Ivan Shishkin is known in Russian landscape painting as a composer of hymns to the wealth and grandeur of Russian nature. Shishkin is attracted by the epic tranquility of the Russian forest, the vastness of ripe cornfields. Not only does he share with the spectator his admiration of the perfection of nature, but also his own view of it as the source of the welfare of the country and its people. Hence the profound national feeling of Shishkin's landscapes, their measured composition and close links with the popular ideas about the beauty of one's native land. Simultaneously Shishkin studied nature both as an artist and a naturalist. Pedantically accurate in communicating details and particulars, an expert in the anatomy of trees, of the structure of the soil, of the wild life of the fields and woods, Shishkin strove also to subordinate accuracy to the expressiveness of the whole.
For Shishkin and his contemporaries, the image of nature could not be separated from the idea of Russia, its people and their destiny.
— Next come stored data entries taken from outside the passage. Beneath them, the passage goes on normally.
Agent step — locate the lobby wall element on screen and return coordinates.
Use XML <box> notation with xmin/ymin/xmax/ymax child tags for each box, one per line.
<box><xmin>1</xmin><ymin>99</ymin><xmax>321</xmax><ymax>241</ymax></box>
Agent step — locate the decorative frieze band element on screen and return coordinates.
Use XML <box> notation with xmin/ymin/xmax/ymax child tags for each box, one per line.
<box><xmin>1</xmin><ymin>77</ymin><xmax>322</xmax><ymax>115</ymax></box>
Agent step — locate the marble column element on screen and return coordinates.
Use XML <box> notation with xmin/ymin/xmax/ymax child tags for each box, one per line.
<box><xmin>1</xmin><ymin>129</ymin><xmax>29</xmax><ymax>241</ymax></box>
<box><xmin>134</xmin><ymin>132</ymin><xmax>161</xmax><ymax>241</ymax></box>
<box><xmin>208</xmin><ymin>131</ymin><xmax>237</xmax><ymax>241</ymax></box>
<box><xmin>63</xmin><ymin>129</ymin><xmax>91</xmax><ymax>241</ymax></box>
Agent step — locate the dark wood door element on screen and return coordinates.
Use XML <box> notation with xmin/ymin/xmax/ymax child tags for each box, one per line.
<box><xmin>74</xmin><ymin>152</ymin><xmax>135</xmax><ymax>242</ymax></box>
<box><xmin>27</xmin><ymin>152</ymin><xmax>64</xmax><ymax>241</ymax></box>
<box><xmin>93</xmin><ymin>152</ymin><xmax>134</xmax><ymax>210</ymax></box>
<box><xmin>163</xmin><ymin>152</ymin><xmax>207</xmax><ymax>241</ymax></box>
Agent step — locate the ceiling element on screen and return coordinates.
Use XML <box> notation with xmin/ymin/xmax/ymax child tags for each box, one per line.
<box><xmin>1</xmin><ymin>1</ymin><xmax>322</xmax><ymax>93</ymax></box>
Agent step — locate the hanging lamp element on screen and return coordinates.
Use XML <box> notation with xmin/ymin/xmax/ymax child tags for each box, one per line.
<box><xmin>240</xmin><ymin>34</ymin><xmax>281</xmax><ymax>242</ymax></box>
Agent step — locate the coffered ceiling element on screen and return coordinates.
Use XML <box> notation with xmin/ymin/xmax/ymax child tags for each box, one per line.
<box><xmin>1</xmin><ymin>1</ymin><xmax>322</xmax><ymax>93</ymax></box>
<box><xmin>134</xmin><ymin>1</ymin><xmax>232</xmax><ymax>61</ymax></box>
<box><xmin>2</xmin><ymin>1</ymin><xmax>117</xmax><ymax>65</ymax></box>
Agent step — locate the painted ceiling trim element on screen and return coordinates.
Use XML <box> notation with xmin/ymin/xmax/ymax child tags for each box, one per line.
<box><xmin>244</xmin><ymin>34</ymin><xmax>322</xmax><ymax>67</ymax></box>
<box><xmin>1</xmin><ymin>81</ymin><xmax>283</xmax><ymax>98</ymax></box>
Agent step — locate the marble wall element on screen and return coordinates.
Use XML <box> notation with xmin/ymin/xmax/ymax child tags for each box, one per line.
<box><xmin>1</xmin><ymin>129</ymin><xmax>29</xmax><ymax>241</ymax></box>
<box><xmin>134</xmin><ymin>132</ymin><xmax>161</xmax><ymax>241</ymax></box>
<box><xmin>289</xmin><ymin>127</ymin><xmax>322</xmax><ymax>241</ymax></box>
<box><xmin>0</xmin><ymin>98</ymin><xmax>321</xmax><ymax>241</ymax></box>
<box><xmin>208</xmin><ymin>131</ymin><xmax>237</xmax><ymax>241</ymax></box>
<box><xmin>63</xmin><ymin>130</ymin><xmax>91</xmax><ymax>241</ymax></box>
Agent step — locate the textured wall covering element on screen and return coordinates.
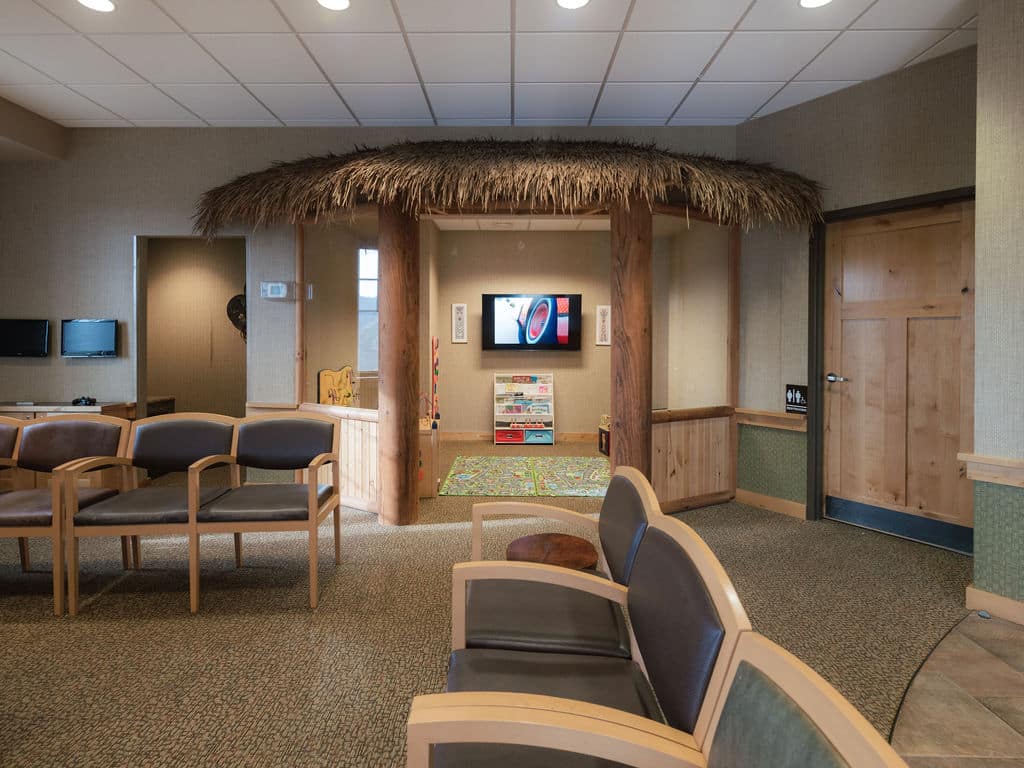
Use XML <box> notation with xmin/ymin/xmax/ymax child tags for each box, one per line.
<box><xmin>0</xmin><ymin>125</ymin><xmax>734</xmax><ymax>405</ymax></box>
<box><xmin>974</xmin><ymin>483</ymin><xmax>1024</xmax><ymax>601</ymax></box>
<box><xmin>737</xmin><ymin>425</ymin><xmax>807</xmax><ymax>504</ymax></box>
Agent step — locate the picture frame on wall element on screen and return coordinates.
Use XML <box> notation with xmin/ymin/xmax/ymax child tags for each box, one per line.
<box><xmin>596</xmin><ymin>305</ymin><xmax>611</xmax><ymax>346</ymax></box>
<box><xmin>451</xmin><ymin>303</ymin><xmax>468</xmax><ymax>343</ymax></box>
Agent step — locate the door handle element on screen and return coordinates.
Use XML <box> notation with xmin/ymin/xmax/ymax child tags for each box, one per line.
<box><xmin>826</xmin><ymin>372</ymin><xmax>849</xmax><ymax>383</ymax></box>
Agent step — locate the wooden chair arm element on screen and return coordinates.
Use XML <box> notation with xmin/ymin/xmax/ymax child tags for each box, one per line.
<box><xmin>407</xmin><ymin>692</ymin><xmax>702</xmax><ymax>768</ymax></box>
<box><xmin>187</xmin><ymin>455</ymin><xmax>238</xmax><ymax>523</ymax></box>
<box><xmin>0</xmin><ymin>457</ymin><xmax>15</xmax><ymax>468</ymax></box>
<box><xmin>308</xmin><ymin>452</ymin><xmax>338</xmax><ymax>470</ymax></box>
<box><xmin>471</xmin><ymin>502</ymin><xmax>599</xmax><ymax>560</ymax></box>
<box><xmin>187</xmin><ymin>454</ymin><xmax>237</xmax><ymax>473</ymax></box>
<box><xmin>54</xmin><ymin>455</ymin><xmax>131</xmax><ymax>477</ymax></box>
<box><xmin>451</xmin><ymin>562</ymin><xmax>627</xmax><ymax>650</ymax></box>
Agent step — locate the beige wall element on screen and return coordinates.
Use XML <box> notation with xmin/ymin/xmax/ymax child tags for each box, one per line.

The famous critic Stassov described Shishkin’s paintings as “landscapes for heroes,” but at the same time, Shishkin attempted the most exact and scientific approach to the subject represented. This was noted by his friend, the painter Kramskoy: “The forest is wild, the ferruginous water of the stream is dark yellow, with the stream bed covered in rocks...”. Shishkin has been described as “a realist with deep inner convictions who knew how to feel deeply and to love nature with a passion...”. But with all of this in mind, it must be pointed out that the artist introduces contrasts into his landscape, making it theatrical and giving us a kind of “spectacle of nature.”